Thank you for visiting our Virtual Hall. Please take a moment to view the below presentations. These presentations are from our researchers whose presentation were not premiered during our Community Conference. 

Brendan Tan

Longitudinal Mapping of Cortical Morphometry Changes in Huntington’s Disease

This study investigated cortical folding in Huntington’s disease to understand how disease progression impacts the surface of the cortex. Cortical morphometry changes in two brain regions of interest, the lateral occipital and precentral gyri, were examined. We used existing neuroimaging data from IMAGE-HD, comprising 26 pre-symptomatic, 26 symptomatic and 24 healthy control individuals at three separate time points (baseline, 18-month, 30-month) and found significantly reduced cortical folding and thickness between groups in both hemispheres of the lateral occipital and precentral regions. We also found a Group by Time interaction for Local gyrification index in the right hemisphere lateral occipital region. Additionally, lower local gyrification index and cortical thickness were associated with higher disease burden score. These findings demonstrate that significant longitudinal decline in right hemisphere local gyrification index is evident during manifest disease in lateral occipital cortex and that these changes are more profound in individuals with greater disease burden score.


Cory Wasser

Gut imbalance in Huntington’s disease: associations among gut microbiota, neuropsychological outcomes, and clinical indicators of disease progression

 Emerging evidence links the gut-brain axis to neurodegenerative diseases. We investigated the environment within the gut (microbiome) in 43 people with Huntington’s disease (HD) and 37 people without HD. Participants provided faecal samples and completed cognitive, mood and gut questionnaires, and took probiotic or placebo capsules for six weeks. We report the first evidence of an altered gut microbiome in people with HD. We found that in HD, that the gut was less rich and with different structure compared to people without HD. Certain gut bacteria was also related to HD clinical symptoms (motor signs and thinking skills) as well as estimated disease progression. Probiotics did not alter constitution of the gut microbiome or HD symptoms. Overall, we provide the first evidence that the gut is affected in HD, with links between gut bacteria and HD clinical outcomes. These results highlight the importance of gut biomarkers and the prospect of future therapeutic interventions targeting the gut in HD.

Link to published paper:

Brendan McLaren

Less physical activity and more time in bed found to associate with poorer cognitive performance in HD

Healthy sleep and physical activity habits benefit cognitive (thinking skills) performance in the general population and in Parkinson’s and Alzheimer’s disease. However, the relationship between sleep, physical activity and cognition in Huntington’s disease is poorly understood.
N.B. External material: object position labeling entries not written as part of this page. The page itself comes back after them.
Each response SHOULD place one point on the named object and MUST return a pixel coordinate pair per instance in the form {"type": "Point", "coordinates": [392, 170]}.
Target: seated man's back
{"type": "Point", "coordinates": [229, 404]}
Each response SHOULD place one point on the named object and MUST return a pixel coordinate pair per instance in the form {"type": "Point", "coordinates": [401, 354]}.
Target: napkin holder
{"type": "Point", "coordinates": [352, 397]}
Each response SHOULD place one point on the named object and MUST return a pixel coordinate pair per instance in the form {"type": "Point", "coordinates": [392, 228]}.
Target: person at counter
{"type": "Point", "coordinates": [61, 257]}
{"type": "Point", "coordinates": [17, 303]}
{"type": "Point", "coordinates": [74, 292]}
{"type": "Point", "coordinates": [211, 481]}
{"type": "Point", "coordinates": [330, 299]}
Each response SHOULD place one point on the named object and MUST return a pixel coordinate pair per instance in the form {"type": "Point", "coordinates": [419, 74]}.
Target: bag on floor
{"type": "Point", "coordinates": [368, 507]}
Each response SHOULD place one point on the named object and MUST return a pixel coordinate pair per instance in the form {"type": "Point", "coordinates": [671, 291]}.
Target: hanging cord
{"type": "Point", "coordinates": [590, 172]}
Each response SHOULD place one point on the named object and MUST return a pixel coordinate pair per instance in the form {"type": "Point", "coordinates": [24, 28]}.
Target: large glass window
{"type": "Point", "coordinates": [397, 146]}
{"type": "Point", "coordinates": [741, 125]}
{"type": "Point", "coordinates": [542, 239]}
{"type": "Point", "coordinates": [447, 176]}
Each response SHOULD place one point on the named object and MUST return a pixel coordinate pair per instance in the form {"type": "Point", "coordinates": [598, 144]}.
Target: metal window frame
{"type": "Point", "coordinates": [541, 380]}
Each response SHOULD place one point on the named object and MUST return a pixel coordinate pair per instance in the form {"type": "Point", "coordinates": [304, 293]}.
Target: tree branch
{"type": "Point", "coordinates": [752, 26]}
The aim of this project was to begin to better understand how sleep and physical activity habits relate to cognitive performance in HD. Forty-two participants (20 diagnosed with HD and 22 pre-diagnosis) wore Fitbit One sleep and activity monitors and completed questionnaires and cognitive tasks on their smartphones for one week. We found that participants who were less physically active and those that spent more time in bed trying to sleep at night during the week had poorer cognitive functioning at the end of the week. Now we have evidence that physical activity and time spent in bed trying to sleep have important relationships with cognitive functioning in HD, we can now conduct interventions to see if improving the sleep and physical activity habits of people with HD can help them to improve their cognitive performance and functioning.

Pubuditha Abeyasinghe

Statistical Modelling to Track HD Progression

In my brief presentation, I will highlight some of the work I am doing as a postdoctoral research fellow at Monash University. My work in Huntington’s Disease is focused on mathematical/statistical modeling of the disease progression leading towards finding a better stratification method of symptom profiles. I will summarize the results of my initial work where we combined three big data sets in HD and explain the possible implications of those to future clinical trials.